Dorothy Otnow Lewis has never seen a murderer who lacks a mitigating mental condition. In "Guilty by Reason of Insanity: A Psychiatrist Explores the Minds of Killers" (Fawcett Columbine/ Ballantine, 301 pages, $25), she writes about numerous serial murderers, looking to discover obscure brain damage for those grasping to escape the death penalty. In a highly publicized case where her shortcomings were embarrassingly exposed, Lewis blames the lawyers. An accurate appraisal of her testimony on that occasion can be found in Jack Olsen's gripping book, "The Misbegotten Son: A Serial Killer and His Victims: The True Story of Arthur J. Shawcross" (1993).
For a highly professional, hence dull comparison with Lewis, there is another new book: Drew Ross' "Looking Into the Eyes of a Killer: A Psychiatrist's Journey Through the Murderer's World" (Plenum, 275 pages, $26.95).

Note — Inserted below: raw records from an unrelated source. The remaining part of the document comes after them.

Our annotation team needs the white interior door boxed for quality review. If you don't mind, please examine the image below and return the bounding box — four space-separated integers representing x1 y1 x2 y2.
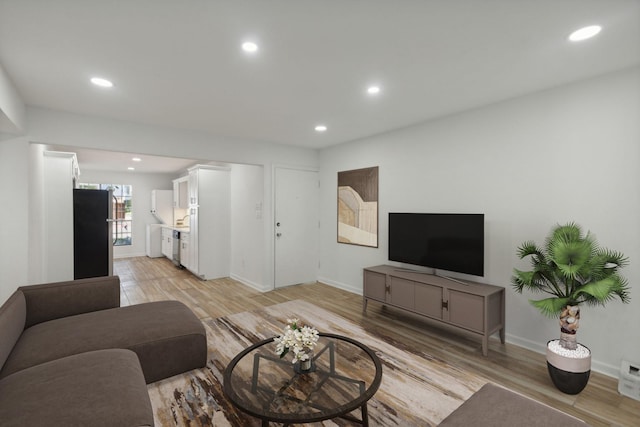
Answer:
274 167 319 288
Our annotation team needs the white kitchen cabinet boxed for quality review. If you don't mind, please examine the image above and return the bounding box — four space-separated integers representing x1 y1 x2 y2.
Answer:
145 224 163 258
187 165 230 280
172 180 179 208
172 177 189 209
180 232 190 269
161 227 173 259
188 168 199 207
150 189 173 224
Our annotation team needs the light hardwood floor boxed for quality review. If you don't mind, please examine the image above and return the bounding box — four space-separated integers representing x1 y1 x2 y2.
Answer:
115 256 639 426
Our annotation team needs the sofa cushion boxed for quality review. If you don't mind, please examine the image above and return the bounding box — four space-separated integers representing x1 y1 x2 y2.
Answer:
19 275 120 328
438 383 588 426
0 291 26 372
0 349 154 427
0 300 207 383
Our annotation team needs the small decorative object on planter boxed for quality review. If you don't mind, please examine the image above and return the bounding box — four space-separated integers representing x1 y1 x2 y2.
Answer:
274 318 319 373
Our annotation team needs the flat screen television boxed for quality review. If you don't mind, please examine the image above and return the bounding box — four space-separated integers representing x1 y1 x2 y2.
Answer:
388 213 484 276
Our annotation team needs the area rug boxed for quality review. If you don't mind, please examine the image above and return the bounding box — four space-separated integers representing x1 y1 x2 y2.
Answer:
147 300 487 426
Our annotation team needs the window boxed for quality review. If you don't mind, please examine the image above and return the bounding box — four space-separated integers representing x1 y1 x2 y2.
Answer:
78 183 133 246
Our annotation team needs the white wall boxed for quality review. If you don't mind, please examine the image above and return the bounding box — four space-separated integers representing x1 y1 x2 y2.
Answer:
42 151 76 282
27 143 45 284
0 137 29 302
230 163 265 290
318 66 640 378
77 169 176 258
0 63 26 135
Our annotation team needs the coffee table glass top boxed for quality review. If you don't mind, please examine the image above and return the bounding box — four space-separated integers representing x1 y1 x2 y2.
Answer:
223 333 382 424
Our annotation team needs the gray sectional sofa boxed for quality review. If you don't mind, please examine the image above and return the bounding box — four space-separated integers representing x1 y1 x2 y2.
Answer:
0 275 208 427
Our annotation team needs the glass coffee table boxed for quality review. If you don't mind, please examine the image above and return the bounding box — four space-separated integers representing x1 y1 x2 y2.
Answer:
223 333 383 426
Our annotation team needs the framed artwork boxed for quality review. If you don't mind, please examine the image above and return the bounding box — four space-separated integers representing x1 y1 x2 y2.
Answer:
337 166 378 247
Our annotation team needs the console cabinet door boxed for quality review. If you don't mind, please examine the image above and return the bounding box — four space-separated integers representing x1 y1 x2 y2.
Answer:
414 283 444 320
364 270 387 302
389 277 415 310
447 290 484 333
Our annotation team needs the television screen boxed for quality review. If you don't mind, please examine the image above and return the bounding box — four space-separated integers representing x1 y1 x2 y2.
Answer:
388 213 484 276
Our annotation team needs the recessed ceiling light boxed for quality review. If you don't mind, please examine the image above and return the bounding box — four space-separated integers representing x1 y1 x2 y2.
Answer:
315 125 327 132
569 25 602 42
127 167 135 171
90 77 114 88
242 42 259 53
132 157 141 162
367 86 381 95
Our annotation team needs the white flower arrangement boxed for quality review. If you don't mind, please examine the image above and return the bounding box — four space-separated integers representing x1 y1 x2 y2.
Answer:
273 318 319 363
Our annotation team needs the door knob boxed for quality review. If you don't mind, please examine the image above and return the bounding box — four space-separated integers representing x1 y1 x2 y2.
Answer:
276 222 281 227
276 233 282 237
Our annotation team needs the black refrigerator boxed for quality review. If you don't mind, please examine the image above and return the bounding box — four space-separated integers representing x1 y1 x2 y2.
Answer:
73 189 113 279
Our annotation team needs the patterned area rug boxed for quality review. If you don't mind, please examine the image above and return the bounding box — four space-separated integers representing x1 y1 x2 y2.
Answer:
147 300 487 426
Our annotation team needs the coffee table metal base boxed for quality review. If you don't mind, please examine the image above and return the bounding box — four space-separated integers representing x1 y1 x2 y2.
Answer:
223 333 382 427
251 341 370 426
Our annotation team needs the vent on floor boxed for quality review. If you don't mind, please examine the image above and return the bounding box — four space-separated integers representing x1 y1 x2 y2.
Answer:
619 360 640 401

Long before his own son became a killer, Carlton Stowers was an established author of several excellent books on true murder cases. "Sins of the Son" (Hyperion, 233 pages, $22.95) is Stowers' admirably honest effort to chronicle very personal history into an objective structure. This engaging and engrossing work should prove a disappointment to the mental health experts and police prophets who think they have developed valid formulas for predicting criminal behavior. A different view from the homefront appears in "A Stranger in the Family: A True Story of Murder, Madness and Unconditional Love" (Onyx Books, 400 pages, $24.95) by Steven Naifeh and Gregory White Smith. Joe-College "Danny" Starrett emerges from a seemingly stable middle-class family, job and marriage to become the weird, super-serial rapist who terrorized and killed at least one of his many victims. Extensive quotes from Danny's fanciful diary reveal serious cracks in his smooth surface but don't show how they got there. In the end, it takes a plea-bargain rather than a psychiatrist to keep Danny off death row.

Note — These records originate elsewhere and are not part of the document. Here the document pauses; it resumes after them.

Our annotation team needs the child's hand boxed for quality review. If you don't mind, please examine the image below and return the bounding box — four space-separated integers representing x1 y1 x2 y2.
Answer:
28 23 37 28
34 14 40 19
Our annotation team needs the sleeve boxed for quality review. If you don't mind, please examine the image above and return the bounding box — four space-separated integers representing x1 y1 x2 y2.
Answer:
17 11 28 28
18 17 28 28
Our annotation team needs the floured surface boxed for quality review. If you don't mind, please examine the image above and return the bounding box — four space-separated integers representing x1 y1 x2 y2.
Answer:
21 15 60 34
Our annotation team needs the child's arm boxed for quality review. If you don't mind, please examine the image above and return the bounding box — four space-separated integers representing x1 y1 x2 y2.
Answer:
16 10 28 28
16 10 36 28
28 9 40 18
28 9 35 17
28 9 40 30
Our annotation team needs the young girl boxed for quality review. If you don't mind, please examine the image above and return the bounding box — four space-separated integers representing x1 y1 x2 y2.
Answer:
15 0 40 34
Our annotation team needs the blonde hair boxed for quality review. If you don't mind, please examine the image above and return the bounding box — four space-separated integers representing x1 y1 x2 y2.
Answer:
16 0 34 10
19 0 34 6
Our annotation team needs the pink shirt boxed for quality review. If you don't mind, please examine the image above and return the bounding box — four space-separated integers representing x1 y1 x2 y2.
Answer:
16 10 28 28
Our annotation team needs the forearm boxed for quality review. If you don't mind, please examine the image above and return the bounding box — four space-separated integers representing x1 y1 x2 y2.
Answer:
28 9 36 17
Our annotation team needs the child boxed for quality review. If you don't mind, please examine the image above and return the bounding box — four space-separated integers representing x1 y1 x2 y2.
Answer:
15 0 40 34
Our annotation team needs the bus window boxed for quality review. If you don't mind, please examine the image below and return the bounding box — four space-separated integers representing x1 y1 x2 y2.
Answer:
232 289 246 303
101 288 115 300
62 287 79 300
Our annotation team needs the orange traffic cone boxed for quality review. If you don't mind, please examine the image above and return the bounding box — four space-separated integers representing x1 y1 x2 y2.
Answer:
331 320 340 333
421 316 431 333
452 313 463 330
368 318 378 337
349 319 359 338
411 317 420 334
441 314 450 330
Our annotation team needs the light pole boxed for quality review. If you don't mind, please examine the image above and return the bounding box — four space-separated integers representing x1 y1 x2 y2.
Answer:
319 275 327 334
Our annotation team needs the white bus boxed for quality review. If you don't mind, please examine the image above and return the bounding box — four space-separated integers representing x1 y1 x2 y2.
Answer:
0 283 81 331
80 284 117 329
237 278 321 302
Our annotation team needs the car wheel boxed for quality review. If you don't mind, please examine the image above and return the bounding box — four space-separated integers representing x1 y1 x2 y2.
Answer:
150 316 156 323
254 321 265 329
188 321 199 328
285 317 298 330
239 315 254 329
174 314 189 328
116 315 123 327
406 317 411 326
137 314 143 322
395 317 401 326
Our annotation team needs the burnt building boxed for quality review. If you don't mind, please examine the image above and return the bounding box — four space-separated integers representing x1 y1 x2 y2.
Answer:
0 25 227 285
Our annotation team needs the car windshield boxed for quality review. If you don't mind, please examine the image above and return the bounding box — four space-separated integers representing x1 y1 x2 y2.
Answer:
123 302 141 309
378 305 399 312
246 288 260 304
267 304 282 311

Does membership in a rich and influential family help or hurt prospects for being accused of murder? A recent book indicts Ethel Kennedy's nephew, Michael Skakel, for the "unsolved" 1975 murder of the teen-age daughter from the neighboring estate. Mark Fuhrman (of the "N" word and "Murder in Brentwood") produced "Murder in Greenwich: Who Killed Martha Moxley?" Fuhrman chose his subject at the suggestion of society crime-writer Dominick Dunne, who has been long convinced of a coverup in the Moxley murder.
Despite its provenance, the book, though dryly written like a police report, seems sound. Another new book on the same case DTC is Timothy Dumas' "Murder and Mystery in Greenwich, America's Wealthiest Community." It is more description than detection.
A closing look at this happy outpouring of quality true-crime writing finds it getting honest with itself. No more apologies or phony exhortations to painful enlightenment. One can at last freely indulge an innate fascination for real crime and criminals without justification or plain-paper wrapping.
(All listed titles are in print and can be found through any book shop's catalog system.)
Elsbeth Bothe retired from Baltimore Circuit Court after spending 18 years as a judge trying capital cases. She does occasionally still sit on the bench. As a lawyer Bothe represented a number of death row inmates. An active member of the Society of Connoisseurs for 40 years, Bothe has been collecting books on crime (mostly murder) since age 10, accumulating a considerable collection.